Cooking bacon salt in brine
For the salting is better to take all the fat from the largestreaked meat, it is best to take podcherevok. Pay attention to the fat when buying - it must have a uniform color, not very wiry, skin should be gentle. If caught with a hard rind fat, it is best to cut it just before salting.
To lard salt in brine at home to cook faster, cut it into small pieces - 3-5 centimeters.
If you wish to continue to smoke bacon, leave a small piece of a length of 10-15 centimeters. As podcherovok smoke at home, I will tell you in the following recipe.
Tip: in the preparation of fat do not forget to rinse it well under running water, but pat dry before cooking it - so it better absorbs the brine will be juicier.
At one kilogram of fat you will need a glass of salt.
Tip: when salting bacon, meat and vegetables, use only the large sea salt.
Pour salt into a large bowl.
Fill the salt of hot boiled water and stir well to dissolve the salt as much as possible.
To taste the salty bacon in the brine at home was tender, pour the prepared pieces prepared with warm water.
Add brine 2-3 garlic cloves, bay leaves and dried herbs. Here you can show imagination - dill, basil, parsley, any spice to your taste.
The brine should cover the fat completely.

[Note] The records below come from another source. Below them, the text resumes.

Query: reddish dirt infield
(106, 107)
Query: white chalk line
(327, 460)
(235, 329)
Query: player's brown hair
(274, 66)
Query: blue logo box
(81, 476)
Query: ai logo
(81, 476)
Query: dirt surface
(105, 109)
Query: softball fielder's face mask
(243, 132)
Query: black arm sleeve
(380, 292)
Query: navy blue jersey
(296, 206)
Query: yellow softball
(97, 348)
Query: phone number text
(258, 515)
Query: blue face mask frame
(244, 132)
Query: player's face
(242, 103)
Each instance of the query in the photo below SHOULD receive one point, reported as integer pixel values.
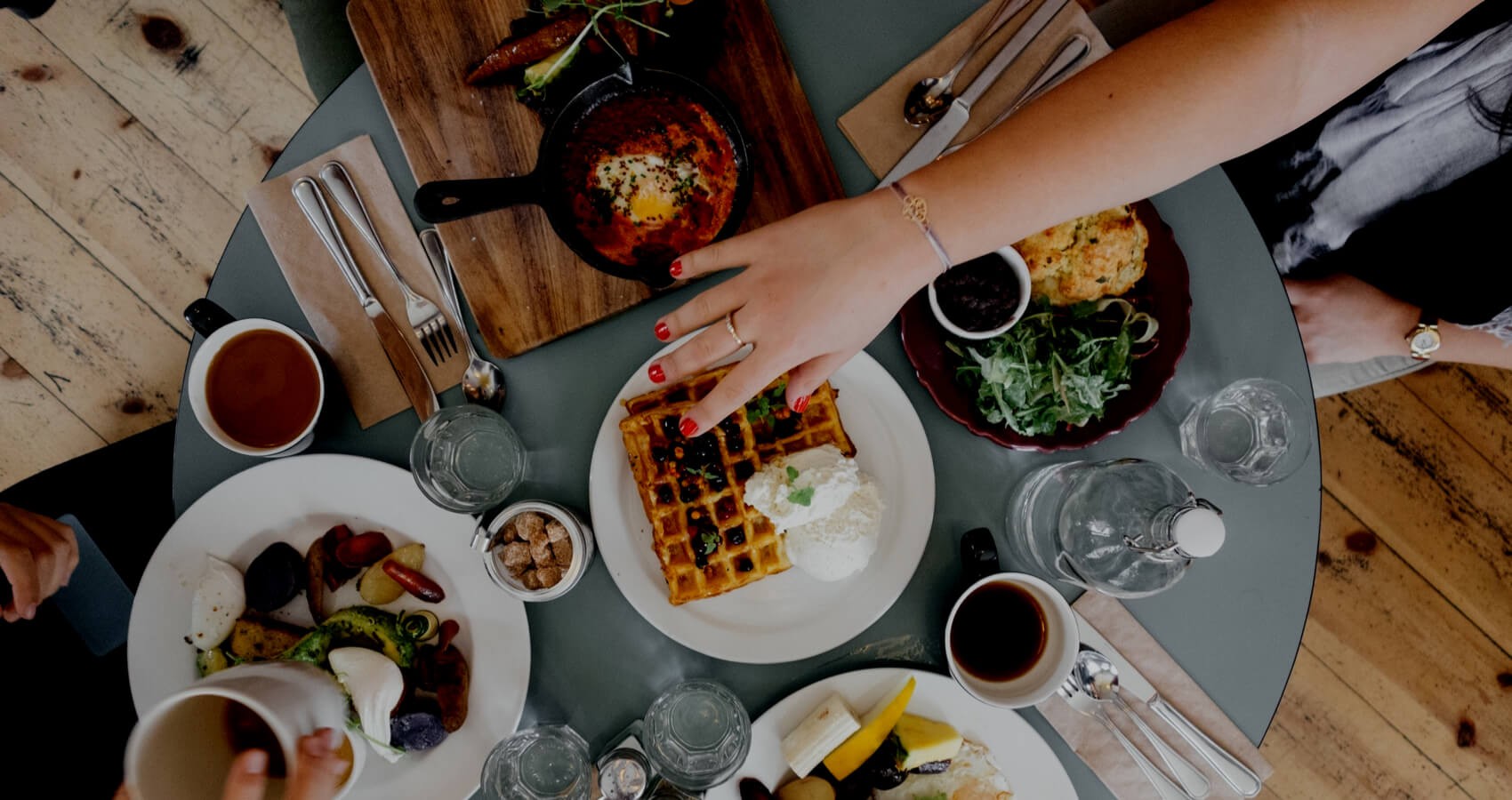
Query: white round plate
(297, 500)
(788, 616)
(1017, 750)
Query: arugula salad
(1058, 366)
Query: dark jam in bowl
(978, 295)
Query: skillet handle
(449, 200)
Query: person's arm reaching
(1201, 90)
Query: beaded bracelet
(918, 212)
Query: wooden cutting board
(525, 286)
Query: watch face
(1425, 340)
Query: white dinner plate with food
(791, 614)
(1017, 754)
(297, 500)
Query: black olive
(274, 577)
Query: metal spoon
(1099, 678)
(929, 99)
(1062, 62)
(483, 383)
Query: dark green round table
(1235, 623)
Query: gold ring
(729, 325)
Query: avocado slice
(358, 622)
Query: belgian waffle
(705, 536)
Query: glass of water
(468, 459)
(1254, 431)
(697, 735)
(544, 763)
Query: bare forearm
(1198, 91)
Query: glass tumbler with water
(1129, 528)
(544, 763)
(468, 459)
(1254, 431)
(697, 733)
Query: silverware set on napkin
(1101, 679)
(483, 381)
(932, 103)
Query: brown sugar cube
(542, 549)
(527, 525)
(563, 552)
(516, 556)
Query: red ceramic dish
(1164, 292)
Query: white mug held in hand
(256, 386)
(183, 748)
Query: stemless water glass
(544, 763)
(468, 459)
(1254, 431)
(697, 735)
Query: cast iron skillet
(448, 200)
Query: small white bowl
(1021, 271)
(578, 532)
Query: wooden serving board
(525, 286)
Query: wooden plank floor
(127, 136)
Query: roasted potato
(256, 638)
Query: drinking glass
(544, 763)
(697, 735)
(1254, 431)
(468, 459)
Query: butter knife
(941, 133)
(1240, 778)
(395, 345)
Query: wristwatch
(1423, 340)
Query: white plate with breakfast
(776, 536)
(341, 563)
(892, 733)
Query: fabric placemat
(326, 299)
(876, 127)
(1103, 754)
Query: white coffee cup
(220, 329)
(1054, 663)
(181, 749)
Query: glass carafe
(1129, 528)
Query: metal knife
(1240, 778)
(944, 131)
(395, 345)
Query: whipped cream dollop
(829, 508)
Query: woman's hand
(816, 288)
(1345, 319)
(36, 556)
(317, 773)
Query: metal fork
(430, 324)
(1080, 702)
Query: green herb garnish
(766, 405)
(1056, 368)
(708, 541)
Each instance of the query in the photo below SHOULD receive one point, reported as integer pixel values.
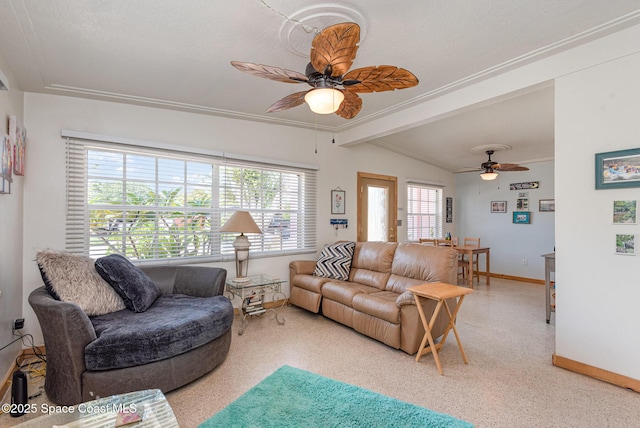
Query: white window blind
(424, 212)
(152, 205)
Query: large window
(152, 205)
(424, 212)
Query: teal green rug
(292, 397)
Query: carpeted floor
(305, 399)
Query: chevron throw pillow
(335, 261)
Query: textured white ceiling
(176, 54)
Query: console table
(252, 292)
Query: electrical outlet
(18, 324)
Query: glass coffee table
(252, 292)
(151, 405)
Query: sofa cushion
(381, 304)
(372, 263)
(175, 324)
(343, 292)
(415, 264)
(335, 261)
(134, 286)
(309, 282)
(72, 278)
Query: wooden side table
(440, 292)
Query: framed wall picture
(619, 169)
(547, 205)
(498, 206)
(522, 204)
(624, 212)
(522, 217)
(626, 244)
(337, 201)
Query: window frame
(415, 216)
(299, 233)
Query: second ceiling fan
(492, 168)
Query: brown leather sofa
(375, 301)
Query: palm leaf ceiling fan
(332, 53)
(490, 167)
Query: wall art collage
(13, 151)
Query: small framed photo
(522, 204)
(547, 205)
(624, 212)
(522, 217)
(619, 169)
(498, 206)
(626, 245)
(337, 202)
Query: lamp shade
(242, 222)
(490, 174)
(324, 100)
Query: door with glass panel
(377, 207)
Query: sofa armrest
(67, 330)
(200, 281)
(406, 298)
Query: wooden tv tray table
(440, 292)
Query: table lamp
(241, 221)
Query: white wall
(45, 189)
(510, 243)
(597, 110)
(10, 233)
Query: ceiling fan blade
(379, 79)
(334, 48)
(270, 72)
(290, 101)
(509, 167)
(351, 105)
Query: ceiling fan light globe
(324, 100)
(489, 175)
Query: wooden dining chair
(444, 243)
(428, 241)
(475, 269)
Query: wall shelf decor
(624, 212)
(522, 217)
(620, 169)
(498, 206)
(625, 244)
(337, 201)
(449, 210)
(547, 205)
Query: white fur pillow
(74, 279)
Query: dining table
(470, 251)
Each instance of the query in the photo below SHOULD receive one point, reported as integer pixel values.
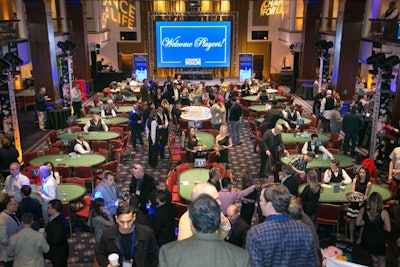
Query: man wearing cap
(299, 163)
(81, 146)
(328, 104)
(95, 124)
(316, 146)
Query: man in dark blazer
(164, 219)
(270, 146)
(289, 180)
(239, 227)
(56, 235)
(204, 247)
(141, 186)
(120, 238)
(30, 205)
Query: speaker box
(128, 36)
(259, 35)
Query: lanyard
(121, 250)
(277, 217)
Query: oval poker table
(301, 138)
(320, 162)
(120, 109)
(280, 121)
(108, 121)
(328, 195)
(189, 178)
(66, 160)
(253, 98)
(66, 192)
(90, 136)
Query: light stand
(10, 123)
(67, 49)
(382, 69)
(323, 55)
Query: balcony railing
(9, 29)
(385, 29)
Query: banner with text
(245, 66)
(140, 66)
(189, 44)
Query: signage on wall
(271, 7)
(122, 12)
(140, 66)
(189, 44)
(13, 48)
(245, 66)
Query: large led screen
(189, 44)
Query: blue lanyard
(277, 217)
(121, 250)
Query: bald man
(184, 222)
(271, 142)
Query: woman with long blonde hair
(311, 193)
(376, 222)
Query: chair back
(52, 151)
(181, 168)
(96, 145)
(66, 210)
(220, 167)
(75, 180)
(180, 209)
(83, 171)
(119, 130)
(64, 171)
(328, 213)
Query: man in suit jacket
(287, 178)
(9, 225)
(28, 245)
(56, 235)
(141, 186)
(127, 233)
(204, 248)
(270, 145)
(239, 227)
(164, 219)
(30, 205)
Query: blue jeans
(235, 126)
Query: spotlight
(70, 45)
(194, 4)
(14, 60)
(4, 65)
(376, 59)
(390, 62)
(62, 46)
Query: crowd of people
(140, 225)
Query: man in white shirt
(14, 182)
(95, 124)
(334, 174)
(81, 146)
(316, 146)
(48, 191)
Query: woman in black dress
(190, 144)
(310, 195)
(376, 222)
(223, 142)
(361, 184)
(249, 201)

Mix the prepared mixture and place in the refrigerator on the bottom shelf.
Within 5-10 minutes, we have prepared a wonderful bacon, and now can only wait until it comes up to full readiness.
Depending on the size and number of products it may be increased time for 6-12 hours. Average fat pieces prosalivayutsya this way for 12 hours.
Ready fat is taken out of the brine, flavored with spices if desired - black allspice, garlic, fresh herbs. Sliced and chilled to the table.
Keep the bacon in the fridge, if you can resist and not to eat all at once. Bon Appetit!